학술논문
Tumor Copy Number Data Deconvolution Integrating Bulk and Single-cell Sequencing Data
Document Type
Conference
Source
2018 IEEE 8th International Conference on Computational Advances in Bio and Medical Sciences (ICCABS) Computational Advances in Bio and Medical Sciences (ICCABS), 2018 IEEE 8th International Conference on. :1-1 Oct, 2018
Subject
Language
ISSN
2473-4659
Abstract
Resolving tumor heterogeneity is a crucial step in understanding cancer development and evolution but it is hampered by limits of all available data sources. Bulk sequencing has become the most common technology to assess the tumor heterogeneity but it has the limitation of mixing many genetically distinct cells in each sample which must then be computationally deconvolved. This genomic deconvolution generally has low resolution and high error rates in reconstructing clonal population structure. Recent technological developments in single-cell sequencing (SCS) provide the potential for providing high resolution, whole-genome reconstructions of clonal structure. However, the limitations of SCS – such as high noise, difficulty in scaling to large populations, various challenging technical artifacts, and the large data sets it produces – have so far made it impractical for applying to study cohorts of sufficient size to identify statistically robust features of tumor evolution.

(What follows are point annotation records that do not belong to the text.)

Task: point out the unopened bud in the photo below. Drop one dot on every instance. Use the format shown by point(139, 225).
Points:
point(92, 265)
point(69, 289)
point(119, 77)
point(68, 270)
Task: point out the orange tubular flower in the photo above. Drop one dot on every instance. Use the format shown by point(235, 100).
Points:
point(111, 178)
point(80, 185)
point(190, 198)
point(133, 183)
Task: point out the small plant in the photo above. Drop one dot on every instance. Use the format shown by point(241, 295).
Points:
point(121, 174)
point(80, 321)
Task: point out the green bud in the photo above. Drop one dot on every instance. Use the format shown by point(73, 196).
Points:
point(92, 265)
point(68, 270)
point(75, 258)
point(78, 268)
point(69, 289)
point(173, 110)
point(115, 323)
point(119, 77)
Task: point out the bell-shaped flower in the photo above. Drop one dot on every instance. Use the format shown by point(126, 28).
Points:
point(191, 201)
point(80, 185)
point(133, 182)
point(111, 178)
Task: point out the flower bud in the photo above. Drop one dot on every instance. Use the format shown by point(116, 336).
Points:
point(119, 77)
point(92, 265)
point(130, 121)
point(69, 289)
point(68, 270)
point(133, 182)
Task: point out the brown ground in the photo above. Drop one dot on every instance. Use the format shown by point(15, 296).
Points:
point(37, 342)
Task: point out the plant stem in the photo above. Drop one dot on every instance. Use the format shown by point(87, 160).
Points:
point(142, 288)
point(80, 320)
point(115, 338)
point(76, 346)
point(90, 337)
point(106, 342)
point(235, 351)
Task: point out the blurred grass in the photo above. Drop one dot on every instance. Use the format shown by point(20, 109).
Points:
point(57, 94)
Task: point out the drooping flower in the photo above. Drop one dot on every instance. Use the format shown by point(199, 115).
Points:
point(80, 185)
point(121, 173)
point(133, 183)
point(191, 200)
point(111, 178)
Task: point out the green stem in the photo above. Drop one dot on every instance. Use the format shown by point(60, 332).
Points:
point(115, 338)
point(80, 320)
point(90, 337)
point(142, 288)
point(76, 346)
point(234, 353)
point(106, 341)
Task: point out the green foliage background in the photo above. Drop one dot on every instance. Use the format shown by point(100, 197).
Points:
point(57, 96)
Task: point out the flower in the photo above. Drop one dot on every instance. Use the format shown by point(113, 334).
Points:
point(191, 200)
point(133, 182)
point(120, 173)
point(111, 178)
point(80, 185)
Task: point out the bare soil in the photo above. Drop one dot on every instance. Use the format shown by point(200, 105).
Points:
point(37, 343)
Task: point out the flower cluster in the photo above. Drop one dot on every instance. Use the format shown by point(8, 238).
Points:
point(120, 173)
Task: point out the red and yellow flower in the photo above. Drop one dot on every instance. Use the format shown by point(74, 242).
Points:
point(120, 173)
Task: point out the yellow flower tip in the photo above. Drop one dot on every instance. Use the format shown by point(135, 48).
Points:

To address these problems, we have developed strategies to combine limited amounts of bulk and single-cell data to gain some advantages of single-cell resolution with much lower cost. We specifically focus on the problem of deconvolving copy number data from bulk samples assisted by information from small numbers of SCS sequences. We developed a mixed membership model for clonal deconvolution via Non-Negative Matrix Factorization (NMF) balancing deconvolution quality of the bulk data with similarity to single-cell samples and an associated efficient coordinate descent algorithm. We improve on that algorithm by integrating deconvolution with clonal phylogeny inference, using an integer linear programming (ILP) model to add a minimum evolution phylogenetic cost to the problem objective so as to bias deconvolution to favor inferred clones that are plausibly related to observed SCS data. We demonstrate the effectiveness of these methods on semi-simulated data of known ground truth, showing significantly enhanced deconvolution accuracy relative bulk data alone.